The Belden-Malm family is not sure whether they would like to see these alternative practices in southern Oregon’s emergency departments.
“May I tell you? I hate harp music. I don’t know why. It just irks me,” Belden’s mother-in-law, who asked me not to use her name, admits.
“I’m very careful about who I include in my personal space,” Heath Belden says. “I fully support the expansion of those kinds of services but personally I would feel weird about accepting them.”
As a massage therapist, Melissa Malm likes the idea of therapeutic touch in the ER though she is not sure she would have wanted any extra interaction when she was in such severe pain. Still, she says, “I am totally in favor of something that puts ER doctors in a better state as they take care of patients.”
“What’s heart music?” Naomi asks.
“Harp,” her mom tells her. “Would you have liked to have harp music when you were getting stitches?”
“I guess that would feel nice,” Naomi says, crawling under a dining room chair and peeking her head out. “Yeah. That would feel nice.”
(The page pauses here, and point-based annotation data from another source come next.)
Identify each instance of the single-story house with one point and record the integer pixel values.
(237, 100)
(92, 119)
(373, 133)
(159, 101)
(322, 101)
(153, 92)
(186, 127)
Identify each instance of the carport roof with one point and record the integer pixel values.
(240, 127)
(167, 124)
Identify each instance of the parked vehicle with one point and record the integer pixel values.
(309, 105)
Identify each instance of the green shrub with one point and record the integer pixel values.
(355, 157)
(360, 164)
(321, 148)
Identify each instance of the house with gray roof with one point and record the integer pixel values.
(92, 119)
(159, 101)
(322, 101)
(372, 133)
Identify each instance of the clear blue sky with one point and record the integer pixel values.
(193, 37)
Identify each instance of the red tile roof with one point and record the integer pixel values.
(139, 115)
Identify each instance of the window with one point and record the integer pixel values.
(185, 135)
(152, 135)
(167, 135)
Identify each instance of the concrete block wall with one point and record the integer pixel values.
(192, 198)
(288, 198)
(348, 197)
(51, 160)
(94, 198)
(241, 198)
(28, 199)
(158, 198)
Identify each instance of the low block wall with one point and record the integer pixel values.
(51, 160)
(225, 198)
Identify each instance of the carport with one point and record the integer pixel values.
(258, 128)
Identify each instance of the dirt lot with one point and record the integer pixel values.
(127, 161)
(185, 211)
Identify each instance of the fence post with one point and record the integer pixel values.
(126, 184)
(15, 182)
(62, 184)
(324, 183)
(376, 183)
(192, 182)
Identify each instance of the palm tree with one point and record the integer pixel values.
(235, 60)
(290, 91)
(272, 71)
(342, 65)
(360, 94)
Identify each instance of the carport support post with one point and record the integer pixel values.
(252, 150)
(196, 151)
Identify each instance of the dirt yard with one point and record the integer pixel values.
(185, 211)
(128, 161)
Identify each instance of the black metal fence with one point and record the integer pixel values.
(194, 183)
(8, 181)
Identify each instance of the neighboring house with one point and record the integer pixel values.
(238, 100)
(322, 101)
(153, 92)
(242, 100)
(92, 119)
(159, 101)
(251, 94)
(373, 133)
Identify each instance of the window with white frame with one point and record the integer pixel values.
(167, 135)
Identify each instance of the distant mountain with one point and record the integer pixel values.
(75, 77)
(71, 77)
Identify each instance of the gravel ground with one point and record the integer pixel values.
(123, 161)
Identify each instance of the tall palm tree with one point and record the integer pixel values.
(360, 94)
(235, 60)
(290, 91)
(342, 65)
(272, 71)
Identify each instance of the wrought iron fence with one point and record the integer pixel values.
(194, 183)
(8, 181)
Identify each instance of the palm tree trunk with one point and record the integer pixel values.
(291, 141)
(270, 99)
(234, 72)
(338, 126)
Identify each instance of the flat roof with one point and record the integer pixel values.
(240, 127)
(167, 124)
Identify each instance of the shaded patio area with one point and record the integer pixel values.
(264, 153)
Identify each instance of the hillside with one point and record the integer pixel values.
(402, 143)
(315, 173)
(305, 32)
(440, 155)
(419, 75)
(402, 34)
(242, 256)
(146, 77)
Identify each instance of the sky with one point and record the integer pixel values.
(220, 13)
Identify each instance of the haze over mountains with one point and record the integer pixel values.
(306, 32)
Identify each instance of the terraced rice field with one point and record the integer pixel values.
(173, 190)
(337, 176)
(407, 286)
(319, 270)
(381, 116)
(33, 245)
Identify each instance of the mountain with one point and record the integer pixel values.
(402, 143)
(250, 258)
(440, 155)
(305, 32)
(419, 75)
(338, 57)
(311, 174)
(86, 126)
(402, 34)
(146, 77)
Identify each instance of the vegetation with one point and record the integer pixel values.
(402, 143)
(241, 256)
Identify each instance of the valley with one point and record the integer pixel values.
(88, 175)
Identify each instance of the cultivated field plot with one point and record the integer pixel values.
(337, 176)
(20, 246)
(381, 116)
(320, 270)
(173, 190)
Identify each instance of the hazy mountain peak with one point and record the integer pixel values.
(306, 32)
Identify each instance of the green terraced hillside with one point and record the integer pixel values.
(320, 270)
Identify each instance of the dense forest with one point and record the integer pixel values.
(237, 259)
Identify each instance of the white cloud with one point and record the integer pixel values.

A version of this article first appeared in the The Rogue Valley Messenger.
Published: April 2, 2014
Updated: December 20, 2019
Lauren says
I enjoyed your article! Some of my nursing school friends work as technicians one of the nation’s busiest level 1 trauma centers. They talk about bad attitude, burnout, and high turnover among the nurses. It is a very stressful environment. I remember reading a study about a certain kind of forensic ER nurse (sexual assault nurse examiners, or SANEs) that found a positive association between lower rates of turnover and less of the “agreeableness” personality trait; that is, nicer RNs were less likely to stay in their roles. I wonder if this could be true for ER nurses as well? From the patient side of things, I have read studies that patients have clear expectations that ER personnel skillfully and efficiently execute their roles, a sentiment that was echoed by the people you interviewed for the article. I have experienced how sometimes people have such a great need to be heard, and the nurse has to set limits on the amount of therapeutic communication she can engage in so that she can be efficient and help all the people who need it. It’s a fine line to walk, but it is possible, and it’s what good nurses try to do in the provision of care. It might be easier in a less busy ER, and it is definitely easier when you feel less stressed.